Old McDonald’s Farm
By Clif Knight
Our farm looked a lot like the musical Old McDonald’s Farm in the 1940s and 1950s. It had mules, cows, hogs, chickens, two hound dogs and a barn cat. Amenities were a barn with three stables, three cribs, a hayloft, three chicken houses and a fenced pasture with running water, grass, shade trees and running room. A father, mother and seven children occupied its five-room frame house and accepted as part of the territory an occasional rooster’s crow, cow’s moo and mule’s bray.
While its animals were many in number, two breeds – goats and guineas –were missing, and for good reasons.
My father parted ways with goats in the winter of 1946 after two of them jumped into his wagon and ate a new pair of leather lines.
At that time, we were living in a sharecropper’s house, four miles from our newly purchased farm. The farm was not cultivated during World War II and needed a lot of work to prepare its land for a crop the following spring.
Our dad devoted much of his wintertime labor to that task, leaving early in his mule-drawn wagon and spending the day working in the fields.
On this particular day, he chose to attach a new pair of Sears & Roebuck leather wagon lines to the mules’ harness. When he unhitched the mules, he removed the leather lines and placed them in the wagon bed for safekeeping.
Later that day, he returned to the wagon and was shocked to find two goats, a nanny and a Billy, chewing on the lines. The only thing they left untouched were the metal fittings.
His dislike for goats left a bitter memory in his mind and removed any hope us boys had of someday having a goat wagon.
A flock of guineas joined the ranks of our farm animals a couple of years later after an invasion of boll weevils put cotton production in harm’s way. Guineas were recommended as an inexpensive way to get rid of the weevils before they attacked the tiny bolls of cotton.

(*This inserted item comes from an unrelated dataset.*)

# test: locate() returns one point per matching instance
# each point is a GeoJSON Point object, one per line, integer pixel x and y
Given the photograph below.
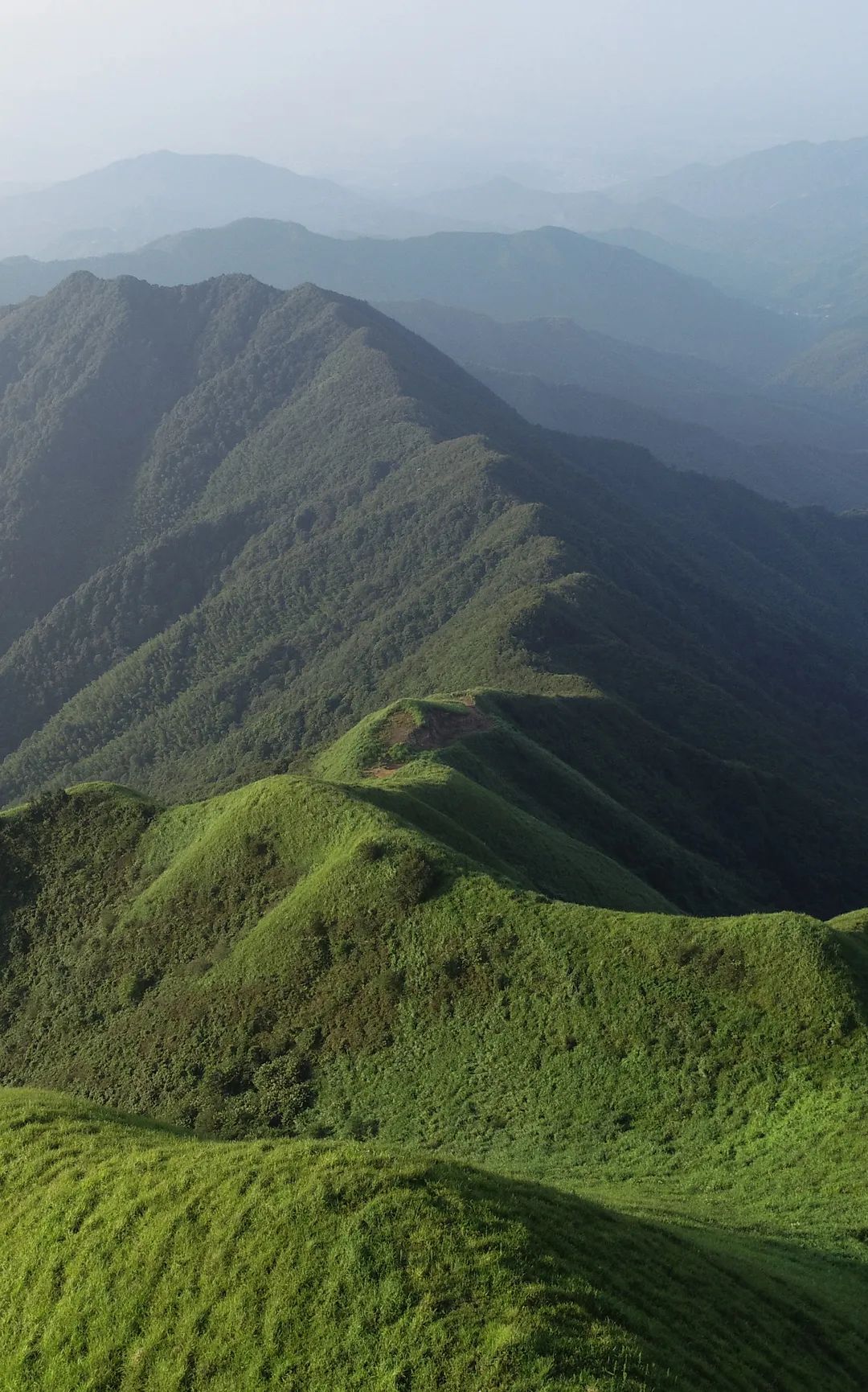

The guineas did spend a lot of time roaming around in the cotton fields; however, they were pests and as noisy as a flock of blackbirds when they were strutting around in our yard.
They lost their welcome when they began congregating outside the bedroom window of my parents and waking them up with their chattering on Sunday mornings.
Subsequently, they were cooped up and sold to the peddler when he made his next stop at our house.